Solo cose tra le cose, così era fatto il mondo quella mattina. Un grande oggetto pieno di oggetti, inanimati e inconcludenti, duri e fissi, immobili. Provai a ruotarmi sul fianco destro cercando accanto a me quel qualcosa che mi mancava. Non c’era presenza umana. Le mie mani si muovevano lentamente lungo i fianchi, ma non riuscivo a sentirle. Cose tra le cose.

Iris doveva essersi già alzata e con ogni probabilità era in cucina a mangiare qualcosa di veloce prima di uscire di corsa a prendere il treno. Era sempre in ritardo; c’erano poche cose che mi irritavano più di quel suo perenne non essere mai in tempo. Mai al posto giusto nel momento giusto, sempre a rincorrere se stessa. Come si poteva vivere una vita così? Eppure quella mattina il mio cervello non formulò interrogativi del genere. Non mi importava di Iris, delle sue labbra sulla tazza bianca di caffè, dei suoi capelli spettinati, della sua corsa disperata verso lo studio, del suo impegnarsi al cambiamento che evidentemente non sarebbe mai avvenuto. Non provavo fastidio, non provavo niente. Avrebbe potuto essere un fantasma, un’entità invisibile, niente nelle pareti del mio cranio, nude dal ricordo di burro materno, mi avrebbe ispirato emozioni. Riuscivo soltanto a pensare, nell’immobilità dei miei movimenti, a come avrei potuto sciogliere quella stessa immobilità. Avrei richiuso gli occhi cigolanti e mi sarei rimesso a dormire, solo per risvegliarmi dentro una nuova vita. Ma non potevo prendere sonno finché non fossi riuscito a muovermi, e non potevo muovermi senza prima riprendere sonno. Cosa tra le cose.

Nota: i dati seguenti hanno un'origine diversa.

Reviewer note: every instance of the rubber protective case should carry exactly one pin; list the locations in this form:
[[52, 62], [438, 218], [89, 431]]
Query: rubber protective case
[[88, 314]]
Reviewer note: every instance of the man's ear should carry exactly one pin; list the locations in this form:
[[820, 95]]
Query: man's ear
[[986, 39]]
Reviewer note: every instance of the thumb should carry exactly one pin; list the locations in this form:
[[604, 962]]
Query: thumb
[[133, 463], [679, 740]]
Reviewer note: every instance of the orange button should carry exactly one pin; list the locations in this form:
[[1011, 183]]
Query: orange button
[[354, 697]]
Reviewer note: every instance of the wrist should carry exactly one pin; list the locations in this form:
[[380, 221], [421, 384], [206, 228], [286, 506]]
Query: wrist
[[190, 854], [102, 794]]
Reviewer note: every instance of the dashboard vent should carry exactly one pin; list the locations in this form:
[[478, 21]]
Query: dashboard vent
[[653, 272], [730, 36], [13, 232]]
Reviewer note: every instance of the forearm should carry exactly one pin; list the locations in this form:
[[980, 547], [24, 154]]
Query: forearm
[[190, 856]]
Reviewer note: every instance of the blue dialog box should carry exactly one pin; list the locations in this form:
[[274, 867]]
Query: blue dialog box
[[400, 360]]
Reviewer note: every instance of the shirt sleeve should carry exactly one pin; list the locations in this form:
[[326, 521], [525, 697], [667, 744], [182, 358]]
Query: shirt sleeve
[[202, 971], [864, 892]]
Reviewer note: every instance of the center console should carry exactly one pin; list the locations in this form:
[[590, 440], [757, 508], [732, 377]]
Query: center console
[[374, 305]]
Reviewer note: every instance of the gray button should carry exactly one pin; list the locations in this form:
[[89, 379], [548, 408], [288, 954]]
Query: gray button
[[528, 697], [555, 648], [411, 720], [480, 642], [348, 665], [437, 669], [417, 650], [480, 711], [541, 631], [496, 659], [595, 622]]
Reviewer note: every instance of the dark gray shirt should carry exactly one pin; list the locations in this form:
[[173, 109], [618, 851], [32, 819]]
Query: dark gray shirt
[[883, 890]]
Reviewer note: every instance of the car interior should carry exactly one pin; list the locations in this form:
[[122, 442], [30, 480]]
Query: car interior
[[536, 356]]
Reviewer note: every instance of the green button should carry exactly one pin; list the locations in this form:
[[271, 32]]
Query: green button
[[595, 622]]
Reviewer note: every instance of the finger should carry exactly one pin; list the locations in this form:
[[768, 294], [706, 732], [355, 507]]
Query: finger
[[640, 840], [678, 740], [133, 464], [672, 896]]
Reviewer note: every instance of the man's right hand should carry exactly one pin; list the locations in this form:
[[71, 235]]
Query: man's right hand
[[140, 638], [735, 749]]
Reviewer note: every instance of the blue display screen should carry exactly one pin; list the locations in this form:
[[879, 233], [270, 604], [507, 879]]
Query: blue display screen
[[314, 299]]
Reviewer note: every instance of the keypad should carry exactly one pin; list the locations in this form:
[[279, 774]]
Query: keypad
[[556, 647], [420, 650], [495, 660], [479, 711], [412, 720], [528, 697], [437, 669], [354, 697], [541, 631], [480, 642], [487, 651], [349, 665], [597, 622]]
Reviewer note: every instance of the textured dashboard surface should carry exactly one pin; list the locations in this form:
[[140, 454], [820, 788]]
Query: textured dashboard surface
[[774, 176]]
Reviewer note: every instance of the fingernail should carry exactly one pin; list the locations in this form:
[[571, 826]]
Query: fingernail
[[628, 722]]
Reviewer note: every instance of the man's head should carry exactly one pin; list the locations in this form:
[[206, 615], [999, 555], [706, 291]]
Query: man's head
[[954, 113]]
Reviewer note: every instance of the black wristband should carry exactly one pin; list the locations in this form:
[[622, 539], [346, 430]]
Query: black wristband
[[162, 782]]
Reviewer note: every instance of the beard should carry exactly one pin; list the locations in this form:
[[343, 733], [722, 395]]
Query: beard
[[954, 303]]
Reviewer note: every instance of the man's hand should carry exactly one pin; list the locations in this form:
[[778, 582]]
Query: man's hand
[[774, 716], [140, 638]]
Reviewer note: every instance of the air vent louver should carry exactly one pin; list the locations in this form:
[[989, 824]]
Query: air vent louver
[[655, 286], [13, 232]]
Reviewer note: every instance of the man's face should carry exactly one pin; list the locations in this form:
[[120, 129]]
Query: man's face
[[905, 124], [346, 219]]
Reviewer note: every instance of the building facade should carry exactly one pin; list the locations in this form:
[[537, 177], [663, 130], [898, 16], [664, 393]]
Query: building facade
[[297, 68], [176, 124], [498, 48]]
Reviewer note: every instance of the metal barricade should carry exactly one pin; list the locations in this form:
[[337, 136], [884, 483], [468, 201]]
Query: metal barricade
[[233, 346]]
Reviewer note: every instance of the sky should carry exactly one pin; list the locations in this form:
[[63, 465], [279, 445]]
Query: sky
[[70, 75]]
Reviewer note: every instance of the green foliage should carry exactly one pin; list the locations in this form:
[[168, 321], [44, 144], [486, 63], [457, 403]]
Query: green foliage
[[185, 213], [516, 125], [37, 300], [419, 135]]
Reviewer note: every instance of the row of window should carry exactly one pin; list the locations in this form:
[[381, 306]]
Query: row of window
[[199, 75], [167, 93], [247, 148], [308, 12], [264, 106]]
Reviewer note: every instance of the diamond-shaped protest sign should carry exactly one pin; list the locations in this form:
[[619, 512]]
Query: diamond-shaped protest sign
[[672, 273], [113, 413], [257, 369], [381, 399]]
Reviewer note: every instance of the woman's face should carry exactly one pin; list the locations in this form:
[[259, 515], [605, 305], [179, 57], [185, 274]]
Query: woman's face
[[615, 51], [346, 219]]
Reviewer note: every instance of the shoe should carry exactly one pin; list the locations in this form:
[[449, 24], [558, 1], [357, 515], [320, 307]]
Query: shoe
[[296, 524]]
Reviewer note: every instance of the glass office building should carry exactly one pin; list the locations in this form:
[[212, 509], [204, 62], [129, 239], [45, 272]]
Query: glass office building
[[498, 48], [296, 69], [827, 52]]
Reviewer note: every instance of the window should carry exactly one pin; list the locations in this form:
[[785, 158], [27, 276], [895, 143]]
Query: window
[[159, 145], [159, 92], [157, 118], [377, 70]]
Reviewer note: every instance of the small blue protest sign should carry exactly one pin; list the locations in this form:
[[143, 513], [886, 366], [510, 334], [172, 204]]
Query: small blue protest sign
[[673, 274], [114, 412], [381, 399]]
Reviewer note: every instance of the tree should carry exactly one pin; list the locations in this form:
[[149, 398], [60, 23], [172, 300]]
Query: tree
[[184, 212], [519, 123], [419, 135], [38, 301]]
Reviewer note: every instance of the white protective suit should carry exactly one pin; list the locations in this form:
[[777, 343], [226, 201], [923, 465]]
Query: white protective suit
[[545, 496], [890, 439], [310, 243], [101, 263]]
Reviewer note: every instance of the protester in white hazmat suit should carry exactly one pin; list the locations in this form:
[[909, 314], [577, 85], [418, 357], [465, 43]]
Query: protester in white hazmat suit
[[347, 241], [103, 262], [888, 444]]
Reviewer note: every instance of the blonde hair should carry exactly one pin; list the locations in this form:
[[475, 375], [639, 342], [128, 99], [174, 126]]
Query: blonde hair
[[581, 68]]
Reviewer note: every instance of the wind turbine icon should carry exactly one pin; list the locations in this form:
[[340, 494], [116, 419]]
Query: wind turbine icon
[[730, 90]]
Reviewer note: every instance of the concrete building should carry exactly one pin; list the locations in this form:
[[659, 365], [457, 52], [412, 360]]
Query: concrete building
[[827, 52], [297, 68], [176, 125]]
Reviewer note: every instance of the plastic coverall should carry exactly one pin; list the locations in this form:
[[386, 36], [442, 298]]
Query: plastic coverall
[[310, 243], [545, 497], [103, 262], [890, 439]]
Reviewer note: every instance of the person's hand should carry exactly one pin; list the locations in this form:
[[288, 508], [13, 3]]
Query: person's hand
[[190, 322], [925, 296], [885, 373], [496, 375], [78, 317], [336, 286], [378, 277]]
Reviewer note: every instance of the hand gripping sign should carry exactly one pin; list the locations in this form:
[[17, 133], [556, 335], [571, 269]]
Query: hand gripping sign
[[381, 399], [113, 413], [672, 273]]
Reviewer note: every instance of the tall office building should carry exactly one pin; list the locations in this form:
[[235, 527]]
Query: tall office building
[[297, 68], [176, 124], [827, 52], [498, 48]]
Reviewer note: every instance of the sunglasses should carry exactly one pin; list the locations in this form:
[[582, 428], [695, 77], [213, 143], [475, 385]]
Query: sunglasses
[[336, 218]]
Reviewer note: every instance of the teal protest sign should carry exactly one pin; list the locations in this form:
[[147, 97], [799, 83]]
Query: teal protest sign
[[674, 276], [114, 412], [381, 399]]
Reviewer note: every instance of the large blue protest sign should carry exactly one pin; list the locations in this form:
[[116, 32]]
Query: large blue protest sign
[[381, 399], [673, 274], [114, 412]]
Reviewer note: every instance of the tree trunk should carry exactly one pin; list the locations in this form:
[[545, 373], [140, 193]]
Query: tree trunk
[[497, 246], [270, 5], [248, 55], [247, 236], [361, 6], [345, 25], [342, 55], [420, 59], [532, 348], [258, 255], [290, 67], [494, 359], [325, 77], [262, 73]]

Lentamente mi accorsi di essere ormai definitivamente sveglio. La mia testa di piombo però non riusciva a staccarsi dal cuscino e la mia pelle liscia in modo innaturale pareva insensibile alla carezza delle lenzuola chiare. Cominciai a sentire degli strani rumori provenire dal fondo del letto. Era come un muoversi di ferro e metallo, meccanismi che riprendono vita dopo un lungo periodo di silenzio. Fui preso improvvisamente dal panico, unica sensazione davvero umana di cui mi ricordi in quella mattina, ma di fatto durò poco, molto poco, fino a quando non mi accorsi che si trattava dei miei legamenti cigolanti.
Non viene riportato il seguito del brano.